Jerusalem… Oh, Jerusalem…
I have been in Israel playing music at a festival here in Jerusalem for the past week. I have been waiting for an epiphany to happen in which I feel about this city how all of the contemporary religious world does. Instead, I find myself saddened as Christ was when he said, “Jerusalem, how I have longed to gather you as a mother it’s children…”(loose translation). Jerusalem only makes sense to me in brokenness.
There are few authentic places still standing relevant to a Judao-christian faith and the ones that are have mosques built on them. You do feel a bit like a mother here visiting her son’s grave – only to find that it has been moved and you don’t know where it is. The frenzy of the crowds and their devotion to mary, jesus, mohammed is underscored by this uncertainty – you can see it behind the eyes of every pilgrim. The concrete that we all desire is not found in Jerusalem.
It seems like God, though. It is God. The contradiction of religion vs. love – I see it everywhere. The Jewish people are only interested in each other and it is a minor miracle if one speaks to you. They also live in the only posh side of town and given what I have seen on the west bank this is inexcusable. The Muslim population is just as reserved and does not allow any outsiders into their holy places. The Arab population has lived for centuries in this see-saw of power between the two strongmen and are ambivalent about any type of religion and consequently ‘right and wrong’ have no value to them.
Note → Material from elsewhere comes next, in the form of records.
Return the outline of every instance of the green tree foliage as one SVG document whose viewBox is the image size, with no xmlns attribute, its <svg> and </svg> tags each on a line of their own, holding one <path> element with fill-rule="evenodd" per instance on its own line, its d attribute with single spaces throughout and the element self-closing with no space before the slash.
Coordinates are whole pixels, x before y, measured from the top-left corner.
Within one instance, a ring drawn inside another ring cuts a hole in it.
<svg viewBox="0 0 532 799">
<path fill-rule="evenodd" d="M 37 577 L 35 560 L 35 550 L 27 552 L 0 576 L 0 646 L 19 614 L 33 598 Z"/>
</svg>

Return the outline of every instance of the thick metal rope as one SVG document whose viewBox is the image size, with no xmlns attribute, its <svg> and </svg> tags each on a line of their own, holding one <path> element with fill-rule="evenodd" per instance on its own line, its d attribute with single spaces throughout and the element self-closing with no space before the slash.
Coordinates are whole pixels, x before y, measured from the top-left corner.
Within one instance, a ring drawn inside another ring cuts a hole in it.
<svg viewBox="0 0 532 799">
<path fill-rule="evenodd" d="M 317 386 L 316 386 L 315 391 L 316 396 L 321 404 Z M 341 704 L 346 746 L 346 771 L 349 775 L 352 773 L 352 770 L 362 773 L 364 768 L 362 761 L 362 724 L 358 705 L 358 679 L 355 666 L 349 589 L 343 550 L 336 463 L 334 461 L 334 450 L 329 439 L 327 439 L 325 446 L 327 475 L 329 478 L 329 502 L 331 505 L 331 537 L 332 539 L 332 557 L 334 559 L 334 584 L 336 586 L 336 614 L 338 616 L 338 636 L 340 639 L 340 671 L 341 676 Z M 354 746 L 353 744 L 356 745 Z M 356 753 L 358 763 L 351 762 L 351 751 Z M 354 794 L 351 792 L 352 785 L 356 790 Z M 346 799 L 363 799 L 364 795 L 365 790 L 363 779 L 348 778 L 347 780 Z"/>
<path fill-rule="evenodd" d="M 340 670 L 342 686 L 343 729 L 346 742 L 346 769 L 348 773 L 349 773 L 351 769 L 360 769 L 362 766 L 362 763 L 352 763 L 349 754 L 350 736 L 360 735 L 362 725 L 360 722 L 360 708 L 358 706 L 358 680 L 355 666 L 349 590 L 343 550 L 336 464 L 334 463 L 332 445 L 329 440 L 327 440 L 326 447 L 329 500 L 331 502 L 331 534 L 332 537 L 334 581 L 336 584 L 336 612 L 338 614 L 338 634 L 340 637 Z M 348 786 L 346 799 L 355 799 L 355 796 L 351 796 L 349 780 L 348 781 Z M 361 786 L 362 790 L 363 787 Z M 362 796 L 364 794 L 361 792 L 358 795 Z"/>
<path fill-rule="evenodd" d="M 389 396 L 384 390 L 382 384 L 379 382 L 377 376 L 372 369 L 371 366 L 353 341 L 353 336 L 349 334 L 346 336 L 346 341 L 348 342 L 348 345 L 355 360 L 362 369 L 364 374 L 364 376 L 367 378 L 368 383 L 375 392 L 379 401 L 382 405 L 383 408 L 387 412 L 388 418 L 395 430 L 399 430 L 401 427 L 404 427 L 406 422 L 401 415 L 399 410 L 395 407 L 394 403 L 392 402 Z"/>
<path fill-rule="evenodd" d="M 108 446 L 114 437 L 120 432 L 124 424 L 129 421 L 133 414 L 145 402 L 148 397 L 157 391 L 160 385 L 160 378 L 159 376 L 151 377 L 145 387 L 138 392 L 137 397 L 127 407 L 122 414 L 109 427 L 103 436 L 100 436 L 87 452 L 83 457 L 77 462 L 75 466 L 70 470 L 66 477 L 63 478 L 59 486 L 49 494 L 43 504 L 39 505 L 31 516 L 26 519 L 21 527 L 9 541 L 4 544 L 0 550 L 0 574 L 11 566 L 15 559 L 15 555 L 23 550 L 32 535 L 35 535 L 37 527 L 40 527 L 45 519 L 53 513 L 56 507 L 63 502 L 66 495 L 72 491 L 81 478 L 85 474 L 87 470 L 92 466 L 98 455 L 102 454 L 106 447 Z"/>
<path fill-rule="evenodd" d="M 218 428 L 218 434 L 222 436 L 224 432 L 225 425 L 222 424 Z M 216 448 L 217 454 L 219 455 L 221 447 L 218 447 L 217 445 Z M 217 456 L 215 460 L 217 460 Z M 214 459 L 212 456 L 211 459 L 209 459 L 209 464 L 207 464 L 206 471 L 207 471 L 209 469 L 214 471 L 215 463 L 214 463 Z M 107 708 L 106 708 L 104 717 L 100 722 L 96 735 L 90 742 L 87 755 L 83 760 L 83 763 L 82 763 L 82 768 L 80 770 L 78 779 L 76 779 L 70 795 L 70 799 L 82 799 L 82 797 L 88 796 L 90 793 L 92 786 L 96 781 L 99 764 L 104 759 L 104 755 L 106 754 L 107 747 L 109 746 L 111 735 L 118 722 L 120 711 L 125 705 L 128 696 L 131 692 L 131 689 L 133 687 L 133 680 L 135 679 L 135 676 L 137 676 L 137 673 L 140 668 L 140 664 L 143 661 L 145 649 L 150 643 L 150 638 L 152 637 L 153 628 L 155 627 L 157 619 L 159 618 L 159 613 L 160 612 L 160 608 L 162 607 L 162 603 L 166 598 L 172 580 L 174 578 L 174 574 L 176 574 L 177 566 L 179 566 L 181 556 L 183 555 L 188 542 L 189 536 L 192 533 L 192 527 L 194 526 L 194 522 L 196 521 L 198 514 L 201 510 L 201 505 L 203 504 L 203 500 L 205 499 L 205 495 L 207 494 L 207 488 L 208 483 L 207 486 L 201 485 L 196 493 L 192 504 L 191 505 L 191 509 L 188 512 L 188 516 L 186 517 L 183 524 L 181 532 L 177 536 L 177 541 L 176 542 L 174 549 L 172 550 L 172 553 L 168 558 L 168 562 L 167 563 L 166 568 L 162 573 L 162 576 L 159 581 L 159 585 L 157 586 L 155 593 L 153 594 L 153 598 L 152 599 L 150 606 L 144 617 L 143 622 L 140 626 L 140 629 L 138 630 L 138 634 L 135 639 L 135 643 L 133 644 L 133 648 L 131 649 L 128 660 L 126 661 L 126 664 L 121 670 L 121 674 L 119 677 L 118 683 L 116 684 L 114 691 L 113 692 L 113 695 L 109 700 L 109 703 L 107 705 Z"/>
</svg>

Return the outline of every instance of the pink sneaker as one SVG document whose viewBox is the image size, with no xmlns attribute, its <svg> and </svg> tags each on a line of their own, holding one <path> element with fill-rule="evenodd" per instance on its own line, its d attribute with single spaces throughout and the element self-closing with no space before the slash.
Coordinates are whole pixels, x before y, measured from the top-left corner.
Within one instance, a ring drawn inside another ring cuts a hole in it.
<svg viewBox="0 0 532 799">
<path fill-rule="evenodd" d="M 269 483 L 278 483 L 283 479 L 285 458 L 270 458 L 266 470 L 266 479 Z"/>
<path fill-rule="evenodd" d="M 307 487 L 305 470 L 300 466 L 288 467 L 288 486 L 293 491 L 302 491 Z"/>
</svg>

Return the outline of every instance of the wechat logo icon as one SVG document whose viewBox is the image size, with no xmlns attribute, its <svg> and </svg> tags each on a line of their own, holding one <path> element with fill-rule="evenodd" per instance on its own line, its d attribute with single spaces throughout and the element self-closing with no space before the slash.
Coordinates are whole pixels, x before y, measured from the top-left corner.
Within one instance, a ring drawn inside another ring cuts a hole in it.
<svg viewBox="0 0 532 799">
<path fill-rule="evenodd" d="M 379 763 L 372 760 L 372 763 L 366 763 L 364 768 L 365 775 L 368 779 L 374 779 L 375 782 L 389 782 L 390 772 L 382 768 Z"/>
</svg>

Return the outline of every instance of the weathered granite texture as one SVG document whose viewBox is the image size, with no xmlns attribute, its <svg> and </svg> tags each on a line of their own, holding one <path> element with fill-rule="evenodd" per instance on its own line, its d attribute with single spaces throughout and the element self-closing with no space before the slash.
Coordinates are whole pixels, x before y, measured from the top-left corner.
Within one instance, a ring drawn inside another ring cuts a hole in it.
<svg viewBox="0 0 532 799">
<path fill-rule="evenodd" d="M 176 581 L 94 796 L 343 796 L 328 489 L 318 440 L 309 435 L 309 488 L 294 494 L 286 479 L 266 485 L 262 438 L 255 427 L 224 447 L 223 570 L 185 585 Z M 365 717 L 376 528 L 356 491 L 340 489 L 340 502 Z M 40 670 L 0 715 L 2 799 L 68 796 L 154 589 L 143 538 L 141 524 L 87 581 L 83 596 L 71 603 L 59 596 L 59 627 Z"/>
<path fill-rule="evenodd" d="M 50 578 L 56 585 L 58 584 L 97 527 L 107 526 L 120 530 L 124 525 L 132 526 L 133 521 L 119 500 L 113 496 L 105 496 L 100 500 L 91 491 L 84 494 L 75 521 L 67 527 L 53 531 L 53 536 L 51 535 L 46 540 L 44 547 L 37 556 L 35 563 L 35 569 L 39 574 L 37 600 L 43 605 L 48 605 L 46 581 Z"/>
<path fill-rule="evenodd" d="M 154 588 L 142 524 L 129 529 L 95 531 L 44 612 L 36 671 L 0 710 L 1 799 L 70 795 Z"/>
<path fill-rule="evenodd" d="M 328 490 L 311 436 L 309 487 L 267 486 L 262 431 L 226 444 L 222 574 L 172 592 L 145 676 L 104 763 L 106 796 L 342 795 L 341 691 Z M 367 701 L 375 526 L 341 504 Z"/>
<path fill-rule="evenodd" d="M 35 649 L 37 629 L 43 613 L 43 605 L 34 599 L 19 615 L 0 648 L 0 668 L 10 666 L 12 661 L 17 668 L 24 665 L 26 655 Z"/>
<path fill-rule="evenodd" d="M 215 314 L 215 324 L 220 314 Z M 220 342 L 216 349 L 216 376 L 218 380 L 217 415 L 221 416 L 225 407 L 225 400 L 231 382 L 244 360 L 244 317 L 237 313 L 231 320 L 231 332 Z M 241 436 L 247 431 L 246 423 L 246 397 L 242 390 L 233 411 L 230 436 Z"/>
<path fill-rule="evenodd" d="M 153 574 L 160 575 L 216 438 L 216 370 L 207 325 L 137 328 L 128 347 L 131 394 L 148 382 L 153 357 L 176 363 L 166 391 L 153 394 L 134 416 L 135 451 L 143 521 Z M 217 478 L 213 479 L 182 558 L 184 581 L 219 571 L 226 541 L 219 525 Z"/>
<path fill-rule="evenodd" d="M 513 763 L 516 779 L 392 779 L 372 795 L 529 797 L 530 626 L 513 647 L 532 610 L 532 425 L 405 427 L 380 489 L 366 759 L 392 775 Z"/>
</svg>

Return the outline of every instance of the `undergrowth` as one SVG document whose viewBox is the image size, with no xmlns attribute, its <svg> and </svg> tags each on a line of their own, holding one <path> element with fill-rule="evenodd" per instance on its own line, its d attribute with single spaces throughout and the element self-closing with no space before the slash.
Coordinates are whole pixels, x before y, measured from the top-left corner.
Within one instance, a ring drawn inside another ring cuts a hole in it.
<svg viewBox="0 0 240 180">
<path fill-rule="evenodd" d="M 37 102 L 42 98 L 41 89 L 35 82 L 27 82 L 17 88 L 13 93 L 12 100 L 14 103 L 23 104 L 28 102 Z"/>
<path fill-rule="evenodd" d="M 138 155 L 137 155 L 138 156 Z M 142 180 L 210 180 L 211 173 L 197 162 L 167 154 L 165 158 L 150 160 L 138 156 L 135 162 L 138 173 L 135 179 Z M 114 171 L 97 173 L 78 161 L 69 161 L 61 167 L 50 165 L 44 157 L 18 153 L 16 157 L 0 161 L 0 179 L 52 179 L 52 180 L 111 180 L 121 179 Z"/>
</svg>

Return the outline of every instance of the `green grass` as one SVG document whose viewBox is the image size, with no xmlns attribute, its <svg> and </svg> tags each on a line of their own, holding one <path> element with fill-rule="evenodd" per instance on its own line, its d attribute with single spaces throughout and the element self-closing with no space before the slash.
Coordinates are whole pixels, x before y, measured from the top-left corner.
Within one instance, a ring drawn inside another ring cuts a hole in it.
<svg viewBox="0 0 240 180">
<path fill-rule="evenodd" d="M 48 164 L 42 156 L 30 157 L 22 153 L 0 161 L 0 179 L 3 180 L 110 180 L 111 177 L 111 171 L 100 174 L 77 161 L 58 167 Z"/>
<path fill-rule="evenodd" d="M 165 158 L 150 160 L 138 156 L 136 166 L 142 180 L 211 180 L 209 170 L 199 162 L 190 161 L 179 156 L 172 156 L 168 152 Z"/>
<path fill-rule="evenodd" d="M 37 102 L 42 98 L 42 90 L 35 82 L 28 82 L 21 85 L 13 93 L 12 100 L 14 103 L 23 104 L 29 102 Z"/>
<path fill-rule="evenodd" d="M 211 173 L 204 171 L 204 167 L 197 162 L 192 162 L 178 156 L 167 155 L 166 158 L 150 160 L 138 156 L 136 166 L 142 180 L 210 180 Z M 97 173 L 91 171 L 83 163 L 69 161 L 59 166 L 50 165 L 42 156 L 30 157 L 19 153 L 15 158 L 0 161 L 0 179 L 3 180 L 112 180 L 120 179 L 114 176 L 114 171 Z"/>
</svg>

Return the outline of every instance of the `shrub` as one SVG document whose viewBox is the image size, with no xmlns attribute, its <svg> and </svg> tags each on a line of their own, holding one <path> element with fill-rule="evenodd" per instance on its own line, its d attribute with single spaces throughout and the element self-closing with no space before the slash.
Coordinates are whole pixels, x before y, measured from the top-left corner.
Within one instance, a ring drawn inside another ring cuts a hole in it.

I think that we have a chance to see into the future with Israel. A post apocalyptic view of what life could be like without so many of the things we in the western world have. I seriously was walking around the other day and felt like I was in a ‘mad max’ film. I have realized my own brokenness as I have been a visitor to the broken. I do feel like I have developed a compassion towards this city. I am not the one that will come back and be assimilated into the culture. I am the one that will pray that this city will go beyond its current state. I will pray for its healing – and be healed myself.